The samples were sent to the National Institute for Viral Disease Control and Prevention (IVDC) of China CDC. The IVDC conducted four sets of RT-PCR to detect BV, varicella-zoster virus (VZV), monkeypox virus and orthopoxvirus, however, the sample tested positive only for BV.

All close contacts of the patient are reported to have tested negative for the virus and are safe from it, for now, reported Global Times. Citing the first human fatality from Monkey BV, China CDC Weekly said that the virus might pose a zoonotic threat to primate veterinarians, animal care personnel, or laboratory researchers.

The journal stressed the need to eliminate the virus during the development of “specific pathogen-free rhesus colonies” and to strengthen surveillance in laboratory macaques and occupational workers in China.

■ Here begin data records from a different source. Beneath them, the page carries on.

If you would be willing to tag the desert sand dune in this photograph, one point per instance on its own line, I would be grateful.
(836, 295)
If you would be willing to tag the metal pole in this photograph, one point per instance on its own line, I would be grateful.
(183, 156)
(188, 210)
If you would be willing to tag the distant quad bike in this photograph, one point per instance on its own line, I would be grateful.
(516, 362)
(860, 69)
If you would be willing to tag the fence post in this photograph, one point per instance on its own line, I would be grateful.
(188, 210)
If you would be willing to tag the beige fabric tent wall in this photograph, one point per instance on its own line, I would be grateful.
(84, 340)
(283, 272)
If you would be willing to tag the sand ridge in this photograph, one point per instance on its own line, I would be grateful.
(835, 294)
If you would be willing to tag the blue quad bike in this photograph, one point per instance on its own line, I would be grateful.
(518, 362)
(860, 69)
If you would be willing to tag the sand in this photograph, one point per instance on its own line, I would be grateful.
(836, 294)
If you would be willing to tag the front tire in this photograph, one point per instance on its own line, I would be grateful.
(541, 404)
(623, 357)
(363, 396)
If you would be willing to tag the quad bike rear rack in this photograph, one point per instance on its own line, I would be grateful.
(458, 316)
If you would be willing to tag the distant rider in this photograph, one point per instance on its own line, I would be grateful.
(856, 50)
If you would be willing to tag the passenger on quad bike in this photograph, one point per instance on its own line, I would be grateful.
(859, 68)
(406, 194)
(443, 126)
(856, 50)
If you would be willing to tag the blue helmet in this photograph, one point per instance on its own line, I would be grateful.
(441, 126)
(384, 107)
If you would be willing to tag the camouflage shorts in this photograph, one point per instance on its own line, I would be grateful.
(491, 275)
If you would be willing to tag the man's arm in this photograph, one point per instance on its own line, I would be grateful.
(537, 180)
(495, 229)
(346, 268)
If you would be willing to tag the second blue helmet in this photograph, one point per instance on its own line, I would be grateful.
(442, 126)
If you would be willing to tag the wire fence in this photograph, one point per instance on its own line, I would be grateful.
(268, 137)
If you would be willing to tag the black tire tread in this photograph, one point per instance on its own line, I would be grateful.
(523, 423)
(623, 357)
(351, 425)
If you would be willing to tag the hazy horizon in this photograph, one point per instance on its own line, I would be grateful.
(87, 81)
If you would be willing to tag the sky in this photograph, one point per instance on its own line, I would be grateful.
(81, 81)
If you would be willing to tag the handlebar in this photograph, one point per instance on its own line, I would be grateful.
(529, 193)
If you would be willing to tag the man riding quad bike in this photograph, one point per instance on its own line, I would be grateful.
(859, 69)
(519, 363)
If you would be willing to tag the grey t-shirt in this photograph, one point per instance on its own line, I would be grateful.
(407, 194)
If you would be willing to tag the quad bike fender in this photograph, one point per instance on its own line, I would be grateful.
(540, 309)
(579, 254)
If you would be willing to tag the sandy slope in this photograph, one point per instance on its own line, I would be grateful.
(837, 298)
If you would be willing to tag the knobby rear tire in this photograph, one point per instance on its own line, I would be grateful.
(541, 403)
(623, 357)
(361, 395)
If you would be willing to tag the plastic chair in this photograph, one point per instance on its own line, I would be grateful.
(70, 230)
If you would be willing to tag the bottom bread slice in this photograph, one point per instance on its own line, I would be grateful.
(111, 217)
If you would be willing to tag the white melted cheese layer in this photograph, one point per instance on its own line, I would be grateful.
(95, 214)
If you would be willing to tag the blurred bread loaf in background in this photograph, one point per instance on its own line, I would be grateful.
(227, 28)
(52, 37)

Here’s all you need to know about Monkey BV:

  • Monkey BV, an alphaherpesvirus enzootic in macaques, was initially isolated in 1932.
  • According to China CDC Weekly, the virus is generally transmitted via direct contact and exchange of bodily fluid secretions.
  • While BV is not evident in its natural macaque hosts, about 60 cases of pathogenic zoonotic BV infection have occurred, with the fatality rate around 70%–80%, the journal said.
  • According to a report published in the US National Library of Medicine, BV has a propensity to invade the central nervous system when transmitted to humans.
  • The 2008 report said that the development and maintenance of true BV specific pathogen-free macaque colonies, as suggested by China CDC Weekly, has proven difficult.
  • The initial symptoms usually develop around 1-3 weeks after exposure to the virus.